Thüringische Landeszeitung (Erfurt)
Schulminister Holter wird Gender-Beschluss nicht umsetzen
Keine Bestrafung für Sprachgebrauch. Uni Erfurt in Sorge um Forschungsfreiheit
Erfurt. Thüringens Bildungsminister Helmut Holter will Schulen keine Vorgaben zum Benutzen von geschlechtergerechter Sprache machen. Er sei sehr dafür, geschlechtersensible Sprache anzuwenden, sagte der Linke-Politiker. „Ob sie angewendet wird und wie sie angewendet wird, muss aber jeder selbst entscheiden.“Der 69-Jährige weiß, dass sich gerade Kinder und Jugendliche sehr intensiv mit dem Thema befassten.

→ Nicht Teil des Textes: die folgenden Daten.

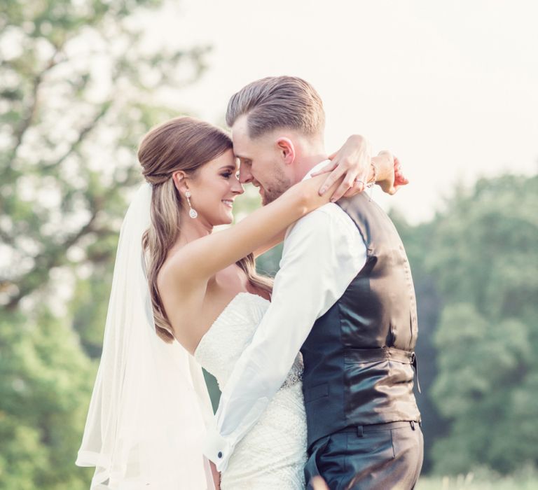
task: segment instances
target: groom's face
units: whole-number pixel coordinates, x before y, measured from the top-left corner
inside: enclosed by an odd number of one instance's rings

Die Lehrerinnen und Lehrer seien „gut beraten, sich dem Thema zu stellen – ohne jemanden dafür zu loben oder zu bestrafen, wenn er die eine oder die andere Sprachform anwendet“, sagte Holter. Er wies darauf hin, dass der von der CDUFraktion initiierte Landtagsbeschluss zur Gender-Sprache keine Bindung habe. Bei gendergerechter Sprache geht es um einen Sprachgebrauch, der die Gleichbehandlung aller Geschlechter und Identitäten ausdrücken soll.
Die Thüringer CDU-Fraktion hatte vergangene Woche mit Hilfe von Stimmen der AfD und der „Bürger für Thüringen“im Parlament einen
Antrag gegen gendergerechte Sprache durchgesetzt und dafür breite Kritik erhalten.
Wissenschaftlerinnen und Wissenschaftler der Universität Erfurt regierten in einem offenen Brief besorgt. „Zu den Grundlagen einer weltoffenen, den Grund- und Bürgerrechten aller Menschen verpflichteten Gesellschaft gehört es, alle Menschen in ihren Geschlechtsidentitäten sprachlich sichtbar werden zu lassen und ansprechen zu können“, schreiben Forschende in dem Brief, den sie am Dienstag verbreiteten. Dies werde in nicht akzeptabler Weise durch den Appell an die Landtagspräsidentin
eingeschränkt. Im CDU-Antrag heißt es unter anderem, die Landtagspräsidentin solle dafür Sorge tragen, dass etwa im internen und externen Schriftverkehr des Parlaments, in Publikationen und in der Öffentlichkeitsarbeit „keine grammatisch falsche Gendersprache verwendet wird“. Außerdem wird in dem Antrag die rot-rot-grüne Landesregierung aufgefordert, „in schulischen Einrichtungen einen einheitlichen Sprachgebrauch auf der Grundlage des amtlichen Regelwerks der deutschen Rechtschreibung ohne Anwendung der sogenannten Gendersprache konsequent umzusetzen“.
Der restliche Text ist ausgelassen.